Ernest Hemingway's "Big Two-Hearted River"
Focalization
Looking back on that occasion, he realized just how big of a trout he had almost caught. It had quite easily been the biggest one he had seen -- the biggest one he had ever heard of, in fact. He still recollected the trout's anger; there was nothing else it could do bet be irate at the solid way in which he had been hooked. Yet the trout had been fated to escape, for the simple fact its teeth eventually cut through the hook's snell, leaving the hook in its jaw.
Part of him recoiled at the sheer enormity of the trout's size. He had never heard of a trout so large before, let alone actually seen one. Nick knew that he had permanently disabled the fish because his hook had gone through its mouth so solidly. Soon enough, the fish would cut through part of the hook with its teeth, forever leaving it in his mouth. Nick was aware of the fish's anger, palpable even then, and silently wished he had not hooked it.

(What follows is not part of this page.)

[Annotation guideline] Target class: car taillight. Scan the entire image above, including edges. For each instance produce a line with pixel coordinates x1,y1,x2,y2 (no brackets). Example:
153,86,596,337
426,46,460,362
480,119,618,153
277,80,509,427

The excitement continued to well within him. That had to be one of the biggest trout in the river, bigger than anything anyone had ever seen, and Nick had hooked him quite solidly. He was too excited to pay much attention to the fish's anger, which was naturally attributed to its size and existence as a fish. Yet he was comforted by the fact that, despite his inability to reel it in, the fish would bear the mark of his hook, bitten through the snell by its teeth, on its face for some time to come.

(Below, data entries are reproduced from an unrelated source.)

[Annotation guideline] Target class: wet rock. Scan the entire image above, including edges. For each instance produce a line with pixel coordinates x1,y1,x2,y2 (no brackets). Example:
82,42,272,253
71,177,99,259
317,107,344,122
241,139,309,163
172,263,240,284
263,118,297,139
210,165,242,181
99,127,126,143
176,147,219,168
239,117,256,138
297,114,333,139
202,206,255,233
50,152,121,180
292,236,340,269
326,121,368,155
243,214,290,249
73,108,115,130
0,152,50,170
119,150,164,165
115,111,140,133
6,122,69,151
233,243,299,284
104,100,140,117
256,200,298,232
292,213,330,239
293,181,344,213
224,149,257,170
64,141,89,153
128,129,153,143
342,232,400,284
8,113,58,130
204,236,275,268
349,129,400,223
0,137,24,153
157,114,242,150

A wry smile gently overtook his face. Of all the luck. There, before his eyes alone, was the biggest trout he had ever seen, probably the biggest one anybody had ever seen, and he was powerless to keep it. In just a short matter of time, the fish's teet would sever the hook from the line, leaving a permanent reminder of his experience with Nick in the form of the hook in its face. For all the fish's apparent anger, as things of that size were won't to express, there was no way Nick could tell anyone about it, and have them believe him.